What is Atrest used for?

Atrest contains tetrabenazine 12.5 mg and is used to treat chorea (involuntary movements) associated with Huntington disease. It is the first drug specifically approved for this indication. It may also be used off-label for tardive dyskinesia and other hyperkinetic movement disorders.

How long does tetrabenazine take to reduce chorea?

Chorea reduction is typically noticeable within 1–2 weeks of reaching a therapeutic dose during titration. The TETRA-HD trial showed a significant reduction in chorea scores after a mean maintenance dose of ~50 mg/day over 12 weeks.
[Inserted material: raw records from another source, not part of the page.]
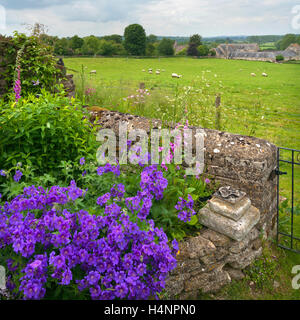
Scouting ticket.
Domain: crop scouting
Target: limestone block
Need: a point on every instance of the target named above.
(218, 239)
(195, 247)
(236, 230)
(232, 211)
(243, 259)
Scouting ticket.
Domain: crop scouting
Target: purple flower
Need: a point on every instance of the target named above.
(18, 175)
(82, 161)
(17, 86)
(185, 208)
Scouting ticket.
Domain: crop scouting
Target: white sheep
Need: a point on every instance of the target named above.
(175, 75)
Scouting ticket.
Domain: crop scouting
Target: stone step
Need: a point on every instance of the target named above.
(236, 230)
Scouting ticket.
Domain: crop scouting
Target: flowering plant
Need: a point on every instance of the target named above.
(51, 248)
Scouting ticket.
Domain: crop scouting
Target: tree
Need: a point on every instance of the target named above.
(150, 49)
(151, 38)
(76, 42)
(196, 39)
(135, 39)
(192, 50)
(287, 40)
(165, 47)
(194, 43)
(203, 50)
(114, 37)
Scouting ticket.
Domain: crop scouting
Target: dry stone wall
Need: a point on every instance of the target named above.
(244, 163)
(232, 236)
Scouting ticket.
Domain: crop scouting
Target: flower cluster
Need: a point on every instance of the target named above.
(185, 208)
(17, 86)
(118, 259)
(109, 168)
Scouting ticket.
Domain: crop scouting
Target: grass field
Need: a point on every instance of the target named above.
(265, 107)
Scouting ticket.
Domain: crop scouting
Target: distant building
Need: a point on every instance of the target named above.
(178, 47)
(251, 52)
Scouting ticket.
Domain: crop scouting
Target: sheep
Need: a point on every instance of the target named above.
(175, 75)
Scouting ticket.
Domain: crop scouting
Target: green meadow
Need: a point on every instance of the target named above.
(265, 107)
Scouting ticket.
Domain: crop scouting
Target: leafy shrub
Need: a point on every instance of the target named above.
(53, 250)
(42, 131)
(280, 57)
(37, 64)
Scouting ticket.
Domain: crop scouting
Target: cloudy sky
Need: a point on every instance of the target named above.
(160, 17)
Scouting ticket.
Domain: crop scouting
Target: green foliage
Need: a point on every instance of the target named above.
(36, 61)
(203, 50)
(280, 57)
(192, 50)
(165, 47)
(135, 40)
(41, 132)
(114, 37)
(150, 49)
(263, 271)
(196, 39)
(76, 42)
(182, 52)
(151, 38)
(287, 40)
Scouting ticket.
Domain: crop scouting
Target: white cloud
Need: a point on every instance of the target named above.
(161, 17)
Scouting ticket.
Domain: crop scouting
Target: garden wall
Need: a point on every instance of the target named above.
(219, 254)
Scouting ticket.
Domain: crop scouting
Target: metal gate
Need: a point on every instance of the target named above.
(288, 207)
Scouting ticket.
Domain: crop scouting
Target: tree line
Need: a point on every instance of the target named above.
(134, 42)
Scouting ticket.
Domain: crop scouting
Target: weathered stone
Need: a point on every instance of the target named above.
(174, 285)
(208, 282)
(188, 265)
(218, 239)
(235, 274)
(232, 211)
(236, 230)
(243, 259)
(238, 246)
(195, 247)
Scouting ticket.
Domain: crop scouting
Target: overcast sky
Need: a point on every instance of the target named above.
(160, 17)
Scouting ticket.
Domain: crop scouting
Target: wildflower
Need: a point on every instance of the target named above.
(185, 208)
(17, 86)
(82, 161)
(18, 175)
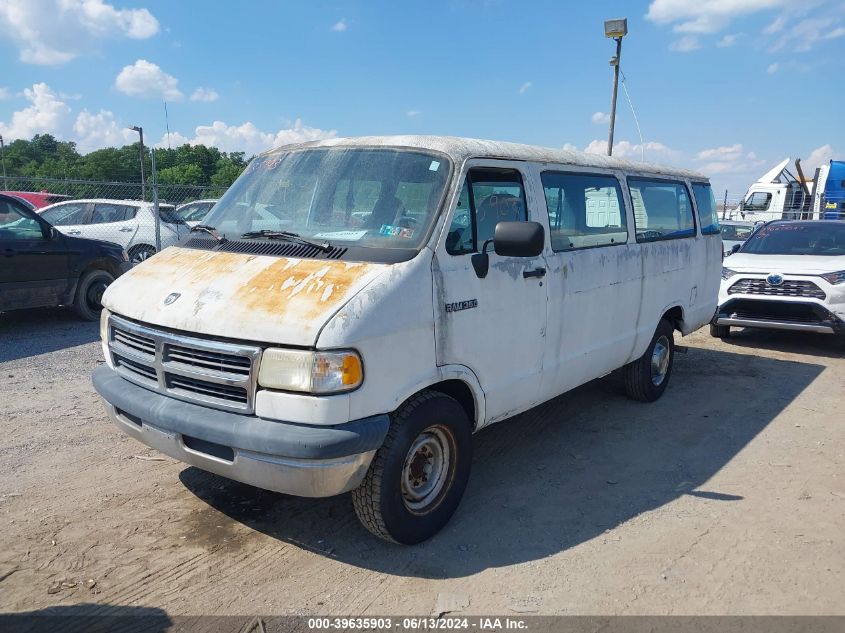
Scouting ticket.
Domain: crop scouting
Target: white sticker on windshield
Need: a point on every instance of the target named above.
(340, 235)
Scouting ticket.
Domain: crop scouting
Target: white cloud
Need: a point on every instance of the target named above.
(704, 16)
(145, 79)
(805, 34)
(685, 44)
(728, 152)
(247, 137)
(728, 40)
(95, 131)
(53, 32)
(205, 94)
(46, 114)
(652, 150)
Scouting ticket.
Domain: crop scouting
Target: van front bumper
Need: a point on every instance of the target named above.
(296, 459)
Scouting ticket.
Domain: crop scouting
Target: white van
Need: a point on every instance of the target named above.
(353, 310)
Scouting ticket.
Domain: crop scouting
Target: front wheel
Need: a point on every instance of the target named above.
(139, 254)
(419, 474)
(647, 377)
(89, 294)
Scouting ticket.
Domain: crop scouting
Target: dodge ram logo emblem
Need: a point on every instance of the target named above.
(774, 279)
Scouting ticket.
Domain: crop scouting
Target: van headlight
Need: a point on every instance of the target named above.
(310, 372)
(834, 278)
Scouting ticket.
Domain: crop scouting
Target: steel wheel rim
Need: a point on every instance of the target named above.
(660, 361)
(94, 295)
(141, 256)
(426, 470)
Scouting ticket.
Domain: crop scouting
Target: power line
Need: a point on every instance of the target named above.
(636, 121)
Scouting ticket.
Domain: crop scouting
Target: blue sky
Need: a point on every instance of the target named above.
(727, 87)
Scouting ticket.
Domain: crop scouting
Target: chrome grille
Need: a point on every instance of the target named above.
(213, 373)
(789, 288)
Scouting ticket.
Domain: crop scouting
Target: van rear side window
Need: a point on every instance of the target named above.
(662, 209)
(708, 216)
(585, 210)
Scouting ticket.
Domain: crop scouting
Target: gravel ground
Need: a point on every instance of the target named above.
(725, 497)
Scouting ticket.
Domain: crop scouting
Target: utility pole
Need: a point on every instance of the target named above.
(3, 156)
(615, 29)
(140, 131)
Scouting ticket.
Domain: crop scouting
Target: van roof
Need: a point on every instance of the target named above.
(461, 149)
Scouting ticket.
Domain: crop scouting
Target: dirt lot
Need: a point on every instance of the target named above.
(725, 497)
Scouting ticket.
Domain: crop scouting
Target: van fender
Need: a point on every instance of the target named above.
(451, 372)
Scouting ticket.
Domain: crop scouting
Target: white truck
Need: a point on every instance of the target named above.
(781, 195)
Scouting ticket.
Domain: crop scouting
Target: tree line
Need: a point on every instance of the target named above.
(47, 157)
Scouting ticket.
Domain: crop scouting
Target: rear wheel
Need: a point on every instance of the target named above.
(647, 377)
(720, 331)
(89, 294)
(418, 476)
(138, 254)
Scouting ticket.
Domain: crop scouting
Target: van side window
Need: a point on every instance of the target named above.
(662, 209)
(708, 216)
(489, 196)
(584, 210)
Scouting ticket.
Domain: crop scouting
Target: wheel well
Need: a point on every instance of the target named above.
(461, 392)
(675, 316)
(101, 264)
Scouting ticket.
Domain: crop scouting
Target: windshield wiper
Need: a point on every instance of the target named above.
(205, 228)
(287, 236)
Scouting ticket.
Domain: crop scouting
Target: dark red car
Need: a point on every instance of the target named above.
(37, 199)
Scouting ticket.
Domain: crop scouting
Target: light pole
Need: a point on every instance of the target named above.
(615, 29)
(140, 131)
(3, 156)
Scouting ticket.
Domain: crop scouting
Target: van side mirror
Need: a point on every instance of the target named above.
(519, 239)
Why does tetrabenazine require CYP2D6 genotyping?

Tetrabenazine is metabolised by CYP2D6 into active metabolites. Poor metabolisers (5–10% of Caucasians) have significantly higher drug exposure and are at greater risk of adverse effects. Genotyping is required before exceeding 50 mg/day to set a safe dose ceiling.
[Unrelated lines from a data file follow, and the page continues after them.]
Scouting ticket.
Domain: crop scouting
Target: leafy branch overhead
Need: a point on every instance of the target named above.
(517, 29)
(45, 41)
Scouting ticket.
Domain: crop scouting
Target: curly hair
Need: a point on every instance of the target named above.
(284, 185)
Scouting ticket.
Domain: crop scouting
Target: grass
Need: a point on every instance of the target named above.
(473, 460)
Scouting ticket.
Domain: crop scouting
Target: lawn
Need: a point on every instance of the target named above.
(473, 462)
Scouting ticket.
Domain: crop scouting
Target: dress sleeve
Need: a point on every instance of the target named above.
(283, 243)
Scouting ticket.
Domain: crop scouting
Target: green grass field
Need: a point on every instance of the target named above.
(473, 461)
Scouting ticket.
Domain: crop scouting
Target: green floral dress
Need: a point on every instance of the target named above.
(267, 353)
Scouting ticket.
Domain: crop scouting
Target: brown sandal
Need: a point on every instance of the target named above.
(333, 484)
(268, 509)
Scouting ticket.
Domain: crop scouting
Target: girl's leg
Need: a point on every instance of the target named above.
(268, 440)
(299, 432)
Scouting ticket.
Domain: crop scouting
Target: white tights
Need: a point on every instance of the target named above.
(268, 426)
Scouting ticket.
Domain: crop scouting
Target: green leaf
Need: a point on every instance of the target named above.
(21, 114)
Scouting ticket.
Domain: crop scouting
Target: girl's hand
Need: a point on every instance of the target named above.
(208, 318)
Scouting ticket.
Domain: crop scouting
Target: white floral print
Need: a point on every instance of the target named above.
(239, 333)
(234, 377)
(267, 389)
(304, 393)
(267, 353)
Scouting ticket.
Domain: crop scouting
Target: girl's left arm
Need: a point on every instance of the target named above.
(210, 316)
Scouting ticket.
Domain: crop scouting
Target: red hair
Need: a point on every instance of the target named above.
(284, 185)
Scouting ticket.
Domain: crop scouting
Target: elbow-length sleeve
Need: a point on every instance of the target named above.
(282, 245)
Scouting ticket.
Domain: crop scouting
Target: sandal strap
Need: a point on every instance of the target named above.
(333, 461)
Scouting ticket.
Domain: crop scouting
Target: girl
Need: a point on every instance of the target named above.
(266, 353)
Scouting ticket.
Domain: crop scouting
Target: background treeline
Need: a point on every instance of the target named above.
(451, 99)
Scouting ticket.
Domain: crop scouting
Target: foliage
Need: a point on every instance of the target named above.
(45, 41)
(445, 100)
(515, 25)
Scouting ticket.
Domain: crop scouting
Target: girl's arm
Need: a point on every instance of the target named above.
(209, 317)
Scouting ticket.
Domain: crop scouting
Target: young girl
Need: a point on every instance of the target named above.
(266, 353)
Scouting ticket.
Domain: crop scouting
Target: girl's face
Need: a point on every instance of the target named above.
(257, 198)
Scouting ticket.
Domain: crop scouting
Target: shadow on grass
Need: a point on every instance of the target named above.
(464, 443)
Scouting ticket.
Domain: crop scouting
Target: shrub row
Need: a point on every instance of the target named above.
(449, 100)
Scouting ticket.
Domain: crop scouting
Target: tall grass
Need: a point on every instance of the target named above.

Can I stop Atrest suddenly?

Abrupt discontinuation is generally well-tolerated (chorea returns but does not rebound beyond baseline). However, if you have been on the drug for months, a gradual taper over 1–2 weeks is prudent to monitor for mood changes. If interrupted for >5 days, re-titrate from 12.5 mg.

What is the difference between tetrabenazine and deutetrabenazine?
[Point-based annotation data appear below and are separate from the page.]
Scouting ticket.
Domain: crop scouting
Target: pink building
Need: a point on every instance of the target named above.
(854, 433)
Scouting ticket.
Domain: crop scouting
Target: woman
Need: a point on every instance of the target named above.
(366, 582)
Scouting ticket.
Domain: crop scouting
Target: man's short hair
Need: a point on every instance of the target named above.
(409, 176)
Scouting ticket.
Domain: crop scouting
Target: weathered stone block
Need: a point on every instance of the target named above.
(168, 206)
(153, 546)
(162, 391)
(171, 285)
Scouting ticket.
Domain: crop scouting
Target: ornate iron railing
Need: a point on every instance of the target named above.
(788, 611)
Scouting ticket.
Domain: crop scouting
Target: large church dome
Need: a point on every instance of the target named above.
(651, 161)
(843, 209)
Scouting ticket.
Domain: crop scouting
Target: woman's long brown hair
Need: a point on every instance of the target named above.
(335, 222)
Deutetrabenazine (Austedo) is the deuterated form — the same molecule with deuterium atoms replacing hydrogen at key positions. This slows CYP2D6 metabolism, resulting in longer half-life, lower peak levels, and twice-daily dosing instead of three times daily. Deutetrabenazine also carries a lower incidence of somnolence in trials.

Does tetrabenazine cause parkinsonism?

Yes — because it depletes dopamine, it can produce dose-related parkinsonian symptoms (bradykinesia, rigidity, tremor). This usually resolves with dose reduction. The goal is to find the lowest dose that adequately controls chorea without producing parkinsonism.

Is Atrest the same as Xenazine?

Both contain tetrabenazine. Xenazine is the original brand manufactured by Lundbeck. Atrest is a generic-equivalent tablet with the same active ingredient, strength (12.5 mg), and bioavailability at a lower cost.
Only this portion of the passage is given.